Occasionally along the road I met with little groups of peasants with rifles slung over their shoulders; men in fur caps, rough looking; a kind of armed militia that has also been mobilised on the kulak front. I wanted to find out about future prospects; whether the change from forced grain collections to a more moderately assessed tax-in-kind was going to make things better; what chances there were even now of retrieving the blunders of the last two years. It is difficult, however, to get people who are starving and who know that whatever happens, they must go on starving for at least three more months, and probably five, to talk about or take any great interest in the future. To them the question of bread, of how to get the food to keep just alive today and tomorrow, transcends all others. Starving people are not in a general way loquacious, particularly when to talk may be to qualify as a kulak and so for exile or worse. I was shown a piece of bread from Stavropol. It was made, I was told, of weeds and straw and a little millet. It seemed inconceivable that anyone could eat such bread; actually in the circumstances a rare delicacy.
The peasants in this region had to provide exports to pay for the Five-Year Plan; they had to be - to use an expression of Stalin’s in a lecture on the peasant question - ‘reserves of the proletariat’; and the ‘reserves’ had to be mobilised, made accessible - that is collectivised.
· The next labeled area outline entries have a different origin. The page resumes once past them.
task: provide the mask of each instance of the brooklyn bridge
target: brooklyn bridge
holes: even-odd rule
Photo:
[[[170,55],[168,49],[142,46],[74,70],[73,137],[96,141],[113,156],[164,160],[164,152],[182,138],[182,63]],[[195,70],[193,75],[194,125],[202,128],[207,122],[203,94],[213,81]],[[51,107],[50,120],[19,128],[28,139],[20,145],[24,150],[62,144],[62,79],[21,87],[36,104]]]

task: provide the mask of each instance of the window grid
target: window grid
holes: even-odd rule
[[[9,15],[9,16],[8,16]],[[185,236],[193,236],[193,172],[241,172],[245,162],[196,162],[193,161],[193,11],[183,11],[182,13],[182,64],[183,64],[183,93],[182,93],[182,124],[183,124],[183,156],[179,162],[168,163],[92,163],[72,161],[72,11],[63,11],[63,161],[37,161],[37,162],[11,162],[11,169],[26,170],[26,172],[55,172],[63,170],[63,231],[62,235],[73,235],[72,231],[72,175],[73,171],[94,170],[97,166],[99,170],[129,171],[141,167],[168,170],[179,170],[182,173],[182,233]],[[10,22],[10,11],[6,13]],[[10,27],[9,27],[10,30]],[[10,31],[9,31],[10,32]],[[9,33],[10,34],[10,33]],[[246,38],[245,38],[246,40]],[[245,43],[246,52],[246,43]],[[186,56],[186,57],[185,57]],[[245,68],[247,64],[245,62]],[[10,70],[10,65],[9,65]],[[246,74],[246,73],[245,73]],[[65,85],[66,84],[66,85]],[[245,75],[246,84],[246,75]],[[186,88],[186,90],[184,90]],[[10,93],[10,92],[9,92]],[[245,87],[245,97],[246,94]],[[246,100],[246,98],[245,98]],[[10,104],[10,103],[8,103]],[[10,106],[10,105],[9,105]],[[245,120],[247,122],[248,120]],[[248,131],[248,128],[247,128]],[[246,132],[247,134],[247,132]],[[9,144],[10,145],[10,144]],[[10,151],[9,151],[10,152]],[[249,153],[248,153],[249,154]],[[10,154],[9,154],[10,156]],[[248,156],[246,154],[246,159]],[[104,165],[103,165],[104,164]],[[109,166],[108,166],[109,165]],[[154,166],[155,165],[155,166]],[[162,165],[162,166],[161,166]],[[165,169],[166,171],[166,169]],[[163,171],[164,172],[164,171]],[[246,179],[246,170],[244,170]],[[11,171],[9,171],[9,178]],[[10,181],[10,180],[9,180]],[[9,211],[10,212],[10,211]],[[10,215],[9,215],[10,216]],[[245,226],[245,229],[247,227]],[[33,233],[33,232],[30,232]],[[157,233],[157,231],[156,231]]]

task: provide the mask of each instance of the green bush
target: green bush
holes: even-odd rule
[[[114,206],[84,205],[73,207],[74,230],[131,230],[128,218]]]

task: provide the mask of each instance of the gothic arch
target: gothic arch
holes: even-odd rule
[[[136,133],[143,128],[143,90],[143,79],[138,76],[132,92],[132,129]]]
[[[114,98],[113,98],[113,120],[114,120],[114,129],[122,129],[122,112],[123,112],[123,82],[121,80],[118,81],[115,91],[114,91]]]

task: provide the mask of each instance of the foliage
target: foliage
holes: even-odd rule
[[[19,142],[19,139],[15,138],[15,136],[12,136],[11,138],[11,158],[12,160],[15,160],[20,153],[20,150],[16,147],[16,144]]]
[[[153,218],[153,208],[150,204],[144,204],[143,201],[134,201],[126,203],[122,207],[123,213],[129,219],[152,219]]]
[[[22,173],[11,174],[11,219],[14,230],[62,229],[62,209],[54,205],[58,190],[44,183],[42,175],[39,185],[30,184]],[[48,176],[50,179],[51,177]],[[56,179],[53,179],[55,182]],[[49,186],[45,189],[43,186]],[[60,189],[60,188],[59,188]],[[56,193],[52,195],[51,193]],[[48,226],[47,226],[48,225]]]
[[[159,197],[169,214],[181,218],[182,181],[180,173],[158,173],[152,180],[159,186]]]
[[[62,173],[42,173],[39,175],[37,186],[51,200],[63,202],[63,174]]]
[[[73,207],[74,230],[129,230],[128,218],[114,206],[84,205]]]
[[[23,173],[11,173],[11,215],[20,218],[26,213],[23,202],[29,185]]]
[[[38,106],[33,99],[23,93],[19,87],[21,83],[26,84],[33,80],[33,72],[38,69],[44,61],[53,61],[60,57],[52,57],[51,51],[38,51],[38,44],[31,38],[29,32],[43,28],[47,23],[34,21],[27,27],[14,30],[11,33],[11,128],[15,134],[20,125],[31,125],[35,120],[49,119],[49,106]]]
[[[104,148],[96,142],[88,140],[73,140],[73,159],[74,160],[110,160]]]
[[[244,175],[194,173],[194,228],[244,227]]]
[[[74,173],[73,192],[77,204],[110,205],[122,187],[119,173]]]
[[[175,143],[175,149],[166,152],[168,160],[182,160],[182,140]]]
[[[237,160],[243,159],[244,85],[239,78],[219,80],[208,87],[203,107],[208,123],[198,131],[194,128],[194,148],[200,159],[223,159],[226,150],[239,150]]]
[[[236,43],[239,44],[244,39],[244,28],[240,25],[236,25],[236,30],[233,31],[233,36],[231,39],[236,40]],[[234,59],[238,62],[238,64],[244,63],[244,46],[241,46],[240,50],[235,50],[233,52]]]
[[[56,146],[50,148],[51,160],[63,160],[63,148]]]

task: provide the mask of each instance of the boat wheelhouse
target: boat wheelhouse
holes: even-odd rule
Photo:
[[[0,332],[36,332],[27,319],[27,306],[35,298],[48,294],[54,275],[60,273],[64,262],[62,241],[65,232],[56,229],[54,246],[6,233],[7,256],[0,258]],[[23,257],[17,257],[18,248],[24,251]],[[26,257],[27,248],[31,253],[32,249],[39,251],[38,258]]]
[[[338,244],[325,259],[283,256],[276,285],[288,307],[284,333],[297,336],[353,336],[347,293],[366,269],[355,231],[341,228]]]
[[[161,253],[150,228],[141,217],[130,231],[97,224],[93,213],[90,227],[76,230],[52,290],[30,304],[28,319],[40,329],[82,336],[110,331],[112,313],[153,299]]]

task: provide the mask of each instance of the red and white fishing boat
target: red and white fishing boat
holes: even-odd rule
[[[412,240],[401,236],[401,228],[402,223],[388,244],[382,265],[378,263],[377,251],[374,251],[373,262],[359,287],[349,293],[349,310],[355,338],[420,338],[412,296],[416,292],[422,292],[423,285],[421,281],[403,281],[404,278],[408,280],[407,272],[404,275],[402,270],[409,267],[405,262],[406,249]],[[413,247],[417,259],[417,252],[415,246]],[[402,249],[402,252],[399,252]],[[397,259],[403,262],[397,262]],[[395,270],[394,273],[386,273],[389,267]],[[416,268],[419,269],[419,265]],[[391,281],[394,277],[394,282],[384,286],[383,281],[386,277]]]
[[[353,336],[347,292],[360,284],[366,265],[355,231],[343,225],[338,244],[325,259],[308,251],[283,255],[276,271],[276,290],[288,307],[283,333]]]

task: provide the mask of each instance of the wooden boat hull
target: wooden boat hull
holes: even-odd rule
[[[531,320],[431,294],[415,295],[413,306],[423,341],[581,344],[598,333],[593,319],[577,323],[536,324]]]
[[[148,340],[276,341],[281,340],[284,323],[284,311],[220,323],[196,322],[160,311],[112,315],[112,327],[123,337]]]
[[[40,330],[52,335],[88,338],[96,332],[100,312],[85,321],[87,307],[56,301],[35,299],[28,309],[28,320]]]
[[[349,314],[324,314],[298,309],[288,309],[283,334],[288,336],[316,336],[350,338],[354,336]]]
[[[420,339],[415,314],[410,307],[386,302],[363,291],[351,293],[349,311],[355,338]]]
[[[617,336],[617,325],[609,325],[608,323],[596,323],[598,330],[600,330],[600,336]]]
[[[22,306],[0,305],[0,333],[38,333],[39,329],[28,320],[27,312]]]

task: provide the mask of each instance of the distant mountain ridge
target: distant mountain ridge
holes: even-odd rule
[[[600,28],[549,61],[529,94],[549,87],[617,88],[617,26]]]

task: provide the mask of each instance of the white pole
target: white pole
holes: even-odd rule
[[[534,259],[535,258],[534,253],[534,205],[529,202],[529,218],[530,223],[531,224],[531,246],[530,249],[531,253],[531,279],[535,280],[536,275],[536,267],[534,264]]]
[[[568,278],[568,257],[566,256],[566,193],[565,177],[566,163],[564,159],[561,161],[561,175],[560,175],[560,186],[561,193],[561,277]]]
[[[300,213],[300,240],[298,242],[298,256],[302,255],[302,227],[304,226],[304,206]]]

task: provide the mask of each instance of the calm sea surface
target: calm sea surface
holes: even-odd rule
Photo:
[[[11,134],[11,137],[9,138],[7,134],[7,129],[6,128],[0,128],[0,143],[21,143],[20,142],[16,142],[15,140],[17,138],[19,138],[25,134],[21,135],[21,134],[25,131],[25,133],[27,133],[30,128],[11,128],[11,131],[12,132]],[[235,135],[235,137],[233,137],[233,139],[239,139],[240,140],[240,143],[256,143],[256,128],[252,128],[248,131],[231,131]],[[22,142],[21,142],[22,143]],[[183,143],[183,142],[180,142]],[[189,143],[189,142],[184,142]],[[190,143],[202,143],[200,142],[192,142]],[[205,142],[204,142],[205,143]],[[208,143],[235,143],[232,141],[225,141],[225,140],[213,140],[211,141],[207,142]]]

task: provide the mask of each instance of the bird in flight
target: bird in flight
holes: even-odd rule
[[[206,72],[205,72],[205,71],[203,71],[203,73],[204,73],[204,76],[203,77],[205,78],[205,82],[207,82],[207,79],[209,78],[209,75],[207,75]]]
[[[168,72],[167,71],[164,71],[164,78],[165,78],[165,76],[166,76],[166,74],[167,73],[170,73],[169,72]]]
It was not difficult for the Soviet Government to make collectivisation, in the quantitative sense, an enormous success - so enormous that even the Communist Party grew a little anxious and Stalin issued a public warning against ‘business from success’. In the event about 60 per cent of the peasantry and 80 per cent of the land were brought into collective farms; Communists with impeccable ideology were installed as directors of them; agronomes were to provide expert advice, tractors to replace horses, elevators to replace barns, and the practice of America combined with the theory of Marxism was to transform agriculture into a kind of gigantic factory staffed by an ardently class-conscious proletariat.